> On Jul 9, 2017, at 4:16 AM, Larry Hynes <[email protected]> wrote:
> 
> Hi
> 
> I'm building nvi2[0], on (Mac OS X Yosemite (10.10.5)), which uses
> cmake.
> 
> nvi2 depends on a reasonably sane BSD environment, which would
> include Berkeley DB V1 which is found at /usr/include/db.h.
> 
> I also have installed BDB V4, which lives at /usr/local/include/db.h,
> for use by other programs.
> 
> The only way I can get nvi2 to build, is to uninstall BDB V4, in
> which case cmake picks up V1 and all is well. Otherwise cmake
> resolutely picks up V4 and the build fails.
> 
> I'm trying to figure out if it is possible to tell cmake to use the
> V1 that is at /usr/include/db.h.
> 
> I've tried various invocations of find_path and find_library in
> CMakeLists.txt, with and without appeals to default paths and such
> like, to no avail. I've tried any variation of -DCMAKE_XXXFLAGS I
> can think of, in CMakeLists.txt and on the command line, to no
> avail. (When using find_XXX, cmake tells me they're found, but still
> uses DB4. In the case of passing flags, cmake tells me that it
> is ignoring them.)
> 
> Now, at day's end, this is not A Big Deal; I uninstall BDB4, build
> nvi2, reinstall BDB4. But one would imagine that there is some
> (simple) way to instruct cmake to use X over Y when building Z?
> 
> [0] https://github.com/lichray/nvi2
> 

system include order path is implementation defined, but it sounds to me like 
your compiler (clang) is behaving in a fairly normal way - that is, it checks 
/usr/local/include before /usr/include, which allows you to have newer versions 
of libs in local. This has nothing to do with CMake - this is standard compiler 
behavior.  So, now it sounds like you want to change that default behavior for 
this target. If you can figure out the right set of flags to pass to clang to 
get it to find the right header, then it’s possible to convince CMake to pass 
those flags using something like target_compile_options(). 

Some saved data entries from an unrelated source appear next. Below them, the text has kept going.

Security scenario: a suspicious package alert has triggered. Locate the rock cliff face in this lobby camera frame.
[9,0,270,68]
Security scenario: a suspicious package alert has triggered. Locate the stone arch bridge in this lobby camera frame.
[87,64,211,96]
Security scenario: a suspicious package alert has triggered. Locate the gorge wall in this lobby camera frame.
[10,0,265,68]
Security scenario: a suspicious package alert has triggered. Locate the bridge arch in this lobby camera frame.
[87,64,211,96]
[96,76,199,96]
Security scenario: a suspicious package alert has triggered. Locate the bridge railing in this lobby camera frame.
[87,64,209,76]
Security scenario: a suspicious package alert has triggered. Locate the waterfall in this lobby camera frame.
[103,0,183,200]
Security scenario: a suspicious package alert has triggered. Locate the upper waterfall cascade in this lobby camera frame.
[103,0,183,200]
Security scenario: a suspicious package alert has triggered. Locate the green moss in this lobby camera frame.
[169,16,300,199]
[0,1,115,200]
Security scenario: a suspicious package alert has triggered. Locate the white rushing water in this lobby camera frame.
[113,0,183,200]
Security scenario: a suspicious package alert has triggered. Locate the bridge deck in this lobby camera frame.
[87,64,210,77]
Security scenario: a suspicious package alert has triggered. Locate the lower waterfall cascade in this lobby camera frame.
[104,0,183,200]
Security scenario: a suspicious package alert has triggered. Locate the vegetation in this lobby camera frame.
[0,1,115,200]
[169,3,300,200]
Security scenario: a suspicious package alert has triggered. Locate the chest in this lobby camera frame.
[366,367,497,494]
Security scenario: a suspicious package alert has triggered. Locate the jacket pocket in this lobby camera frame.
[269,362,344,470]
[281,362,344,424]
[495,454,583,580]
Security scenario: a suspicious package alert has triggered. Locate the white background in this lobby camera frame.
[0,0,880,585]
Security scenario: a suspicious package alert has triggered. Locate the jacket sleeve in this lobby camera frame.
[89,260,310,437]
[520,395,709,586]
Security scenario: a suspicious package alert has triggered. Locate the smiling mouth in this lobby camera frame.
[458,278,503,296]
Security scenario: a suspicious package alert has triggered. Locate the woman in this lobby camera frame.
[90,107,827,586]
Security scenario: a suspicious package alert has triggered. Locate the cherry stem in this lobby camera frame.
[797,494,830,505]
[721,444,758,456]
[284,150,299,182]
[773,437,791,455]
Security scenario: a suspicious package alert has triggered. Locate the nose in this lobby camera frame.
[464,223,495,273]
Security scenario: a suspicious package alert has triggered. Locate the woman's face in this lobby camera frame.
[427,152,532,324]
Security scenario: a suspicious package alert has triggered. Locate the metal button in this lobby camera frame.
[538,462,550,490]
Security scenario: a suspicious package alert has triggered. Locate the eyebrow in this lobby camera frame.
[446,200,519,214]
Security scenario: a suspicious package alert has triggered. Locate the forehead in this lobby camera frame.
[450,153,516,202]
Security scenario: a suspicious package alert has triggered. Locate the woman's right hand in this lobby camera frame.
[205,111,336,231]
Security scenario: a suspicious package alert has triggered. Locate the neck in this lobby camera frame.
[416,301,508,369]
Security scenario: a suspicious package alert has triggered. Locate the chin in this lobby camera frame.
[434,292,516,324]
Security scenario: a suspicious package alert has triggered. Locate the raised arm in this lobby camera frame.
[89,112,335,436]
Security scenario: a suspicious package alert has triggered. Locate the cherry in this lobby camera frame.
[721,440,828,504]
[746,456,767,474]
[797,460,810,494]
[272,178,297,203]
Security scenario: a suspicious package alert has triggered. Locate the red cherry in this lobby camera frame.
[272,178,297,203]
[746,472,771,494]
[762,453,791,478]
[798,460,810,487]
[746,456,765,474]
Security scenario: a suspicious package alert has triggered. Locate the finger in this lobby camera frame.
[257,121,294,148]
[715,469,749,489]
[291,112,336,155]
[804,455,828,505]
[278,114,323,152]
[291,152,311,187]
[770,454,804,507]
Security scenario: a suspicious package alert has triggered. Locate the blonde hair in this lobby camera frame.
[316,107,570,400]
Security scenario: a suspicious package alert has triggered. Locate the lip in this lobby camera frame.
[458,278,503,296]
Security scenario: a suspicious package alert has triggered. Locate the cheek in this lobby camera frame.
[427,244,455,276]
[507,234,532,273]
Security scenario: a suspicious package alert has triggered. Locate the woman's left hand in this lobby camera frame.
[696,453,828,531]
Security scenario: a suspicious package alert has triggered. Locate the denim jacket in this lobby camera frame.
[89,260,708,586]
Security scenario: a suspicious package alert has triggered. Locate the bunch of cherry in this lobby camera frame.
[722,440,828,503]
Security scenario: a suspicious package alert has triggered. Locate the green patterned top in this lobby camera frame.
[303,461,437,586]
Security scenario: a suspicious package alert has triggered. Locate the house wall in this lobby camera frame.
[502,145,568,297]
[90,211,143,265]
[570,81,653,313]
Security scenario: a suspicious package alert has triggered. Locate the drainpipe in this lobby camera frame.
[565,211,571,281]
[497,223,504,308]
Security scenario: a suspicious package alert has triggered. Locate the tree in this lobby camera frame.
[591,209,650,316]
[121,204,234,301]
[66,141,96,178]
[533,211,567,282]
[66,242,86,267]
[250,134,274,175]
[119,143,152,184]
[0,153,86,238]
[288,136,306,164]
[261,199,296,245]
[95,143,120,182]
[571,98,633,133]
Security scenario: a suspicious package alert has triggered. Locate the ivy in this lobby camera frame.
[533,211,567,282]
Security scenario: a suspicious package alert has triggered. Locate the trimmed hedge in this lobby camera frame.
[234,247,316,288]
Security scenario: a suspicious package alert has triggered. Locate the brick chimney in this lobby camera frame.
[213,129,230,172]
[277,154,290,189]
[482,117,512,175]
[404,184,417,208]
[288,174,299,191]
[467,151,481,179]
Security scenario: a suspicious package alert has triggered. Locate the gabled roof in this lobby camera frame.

The CMake find_path and find_library functions don’t do anything magical…they 
just simplify the process of searching various locations on your filesystem for 
the specified files, and conveniently find_library knows about library file 
naming convention. When those functions are used, they just end-up setting some 
variables to tell you what it found and where, but they don’t do anything 
special with compiler flags. It’s up to you to take the results (variables) of 
those functions and pass them along to your compiler/toolchain as you see fit.

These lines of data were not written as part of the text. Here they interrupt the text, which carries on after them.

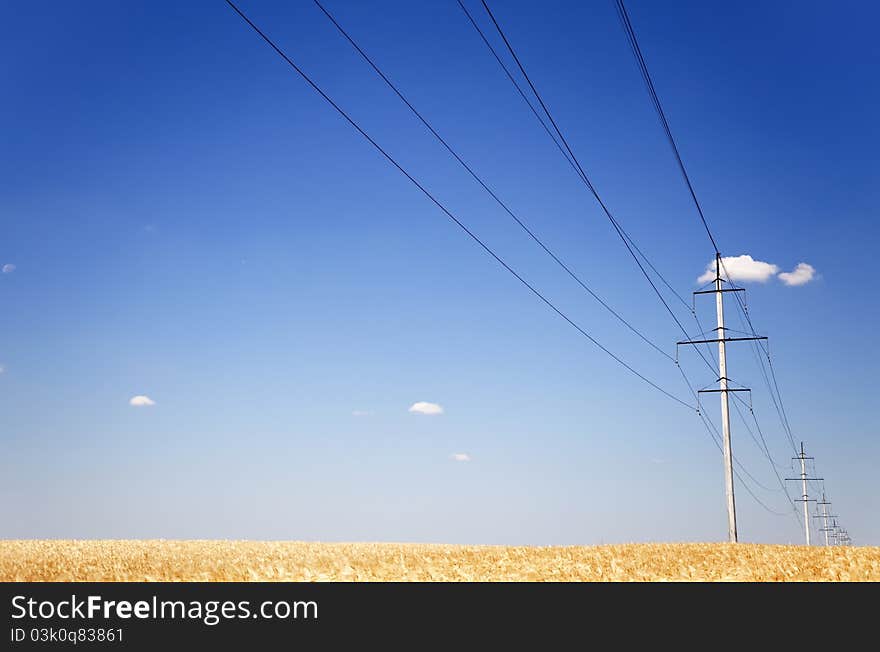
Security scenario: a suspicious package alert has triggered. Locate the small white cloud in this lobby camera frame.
[779,263,816,285]
[409,401,443,416]
[697,254,779,283]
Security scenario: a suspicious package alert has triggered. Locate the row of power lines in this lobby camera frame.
[226,0,850,545]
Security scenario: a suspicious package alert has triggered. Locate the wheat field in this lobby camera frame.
[0,540,880,582]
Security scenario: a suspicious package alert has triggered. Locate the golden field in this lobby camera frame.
[0,540,880,582]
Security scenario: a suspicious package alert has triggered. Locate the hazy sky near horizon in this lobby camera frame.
[0,0,880,545]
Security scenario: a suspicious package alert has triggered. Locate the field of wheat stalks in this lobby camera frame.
[0,540,880,582]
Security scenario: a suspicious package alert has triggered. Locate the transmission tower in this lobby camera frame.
[786,442,822,545]
[813,491,836,546]
[677,253,767,543]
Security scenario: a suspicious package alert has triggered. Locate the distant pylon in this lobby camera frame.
[677,253,767,543]
[786,442,822,545]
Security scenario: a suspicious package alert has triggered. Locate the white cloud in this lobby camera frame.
[409,401,443,416]
[779,263,816,285]
[697,254,779,283]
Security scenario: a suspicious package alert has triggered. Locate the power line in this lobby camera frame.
[226,0,696,410]
[616,0,812,528]
[459,0,784,513]
[314,0,674,360]
[617,0,719,254]
[457,0,577,174]
[481,0,711,376]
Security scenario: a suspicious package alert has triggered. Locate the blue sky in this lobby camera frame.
[0,0,880,544]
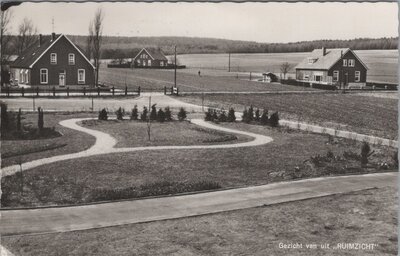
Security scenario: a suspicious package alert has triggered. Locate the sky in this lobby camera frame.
[4,3,398,43]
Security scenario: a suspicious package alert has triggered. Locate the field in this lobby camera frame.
[2,120,393,207]
[179,94,398,139]
[174,50,398,83]
[2,188,398,256]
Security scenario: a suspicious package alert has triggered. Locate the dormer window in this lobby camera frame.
[50,53,57,64]
[68,53,75,65]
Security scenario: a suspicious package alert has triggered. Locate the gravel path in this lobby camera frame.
[1,118,273,176]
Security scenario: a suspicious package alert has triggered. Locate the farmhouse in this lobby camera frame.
[10,33,95,87]
[132,48,168,68]
[295,48,368,87]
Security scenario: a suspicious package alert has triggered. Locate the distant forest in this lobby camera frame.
[5,35,398,59]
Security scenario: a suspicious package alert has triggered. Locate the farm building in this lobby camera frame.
[10,33,95,87]
[295,48,368,87]
[132,48,168,68]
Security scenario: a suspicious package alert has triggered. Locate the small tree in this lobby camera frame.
[247,106,254,122]
[157,108,165,123]
[242,108,249,123]
[269,112,279,127]
[164,107,172,121]
[360,141,374,167]
[228,108,236,122]
[140,106,148,121]
[218,109,228,122]
[254,108,260,122]
[115,107,124,120]
[150,104,157,120]
[260,109,268,125]
[131,105,139,120]
[178,107,187,121]
[99,108,108,120]
[204,108,213,122]
[17,109,22,132]
[38,107,44,131]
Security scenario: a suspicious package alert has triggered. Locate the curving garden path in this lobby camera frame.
[1,118,273,177]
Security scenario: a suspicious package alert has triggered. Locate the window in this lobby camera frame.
[333,70,339,82]
[40,68,49,84]
[68,53,75,65]
[50,53,57,64]
[78,69,85,84]
[354,71,361,82]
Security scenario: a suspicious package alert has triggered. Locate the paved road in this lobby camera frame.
[0,173,397,236]
[0,118,273,176]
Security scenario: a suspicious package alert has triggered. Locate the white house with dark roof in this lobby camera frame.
[295,48,368,87]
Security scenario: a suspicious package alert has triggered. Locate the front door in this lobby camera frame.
[58,73,65,86]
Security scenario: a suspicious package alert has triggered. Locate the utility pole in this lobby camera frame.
[147,95,151,141]
[228,52,231,72]
[174,45,176,87]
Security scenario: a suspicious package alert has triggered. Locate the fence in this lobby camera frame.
[0,86,179,98]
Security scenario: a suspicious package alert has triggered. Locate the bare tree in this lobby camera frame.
[15,18,37,55]
[88,8,104,86]
[281,62,292,79]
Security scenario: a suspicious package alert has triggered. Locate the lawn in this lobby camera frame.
[83,120,250,148]
[2,188,398,256]
[179,94,398,139]
[2,120,395,207]
[1,112,95,167]
[99,68,316,92]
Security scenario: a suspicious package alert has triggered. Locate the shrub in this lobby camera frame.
[254,108,260,122]
[99,108,108,120]
[150,104,157,120]
[17,109,22,132]
[178,107,187,121]
[228,108,236,122]
[204,108,213,121]
[218,109,228,122]
[360,141,374,167]
[260,110,268,125]
[157,108,165,123]
[131,105,139,120]
[269,112,279,127]
[38,107,44,131]
[1,103,10,131]
[115,107,124,120]
[140,107,148,121]
[164,107,172,121]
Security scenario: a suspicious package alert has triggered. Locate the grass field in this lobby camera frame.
[83,120,250,147]
[179,94,398,139]
[2,123,393,206]
[99,65,313,92]
[179,50,398,83]
[2,188,398,256]
[1,113,95,167]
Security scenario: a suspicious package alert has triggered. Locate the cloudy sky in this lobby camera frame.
[6,3,398,42]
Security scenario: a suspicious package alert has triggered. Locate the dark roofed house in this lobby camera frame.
[132,48,168,68]
[295,48,368,87]
[10,33,95,87]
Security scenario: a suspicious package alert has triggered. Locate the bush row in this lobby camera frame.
[98,104,187,122]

So that’s the challenge here - figure out how to convince your compiler to 
ignore /usr/local/include, at least of this one dependency. If you have other 
things in /usr/local/include that you depend on, then this might be very 
tricky.  It looks like the -include option to clang might allow you to specify 
a full path to a file to include before preprocessing, but that might also 
require that you remove all #include <db.h> from your sources - I don’t know if 
that’s feasible.

If it were up to me, I’d probably choose to not install the newer lib to 
/usr/local because fighting the compiler regarding system include paths is not 
fun. If/when I needed the newer version, I’d put it in some non-system path 
(like /opt) and then tell the compiler to treat that alternate path with top 
precedence if/when I need to use the newer version. That’s just my 2 cents.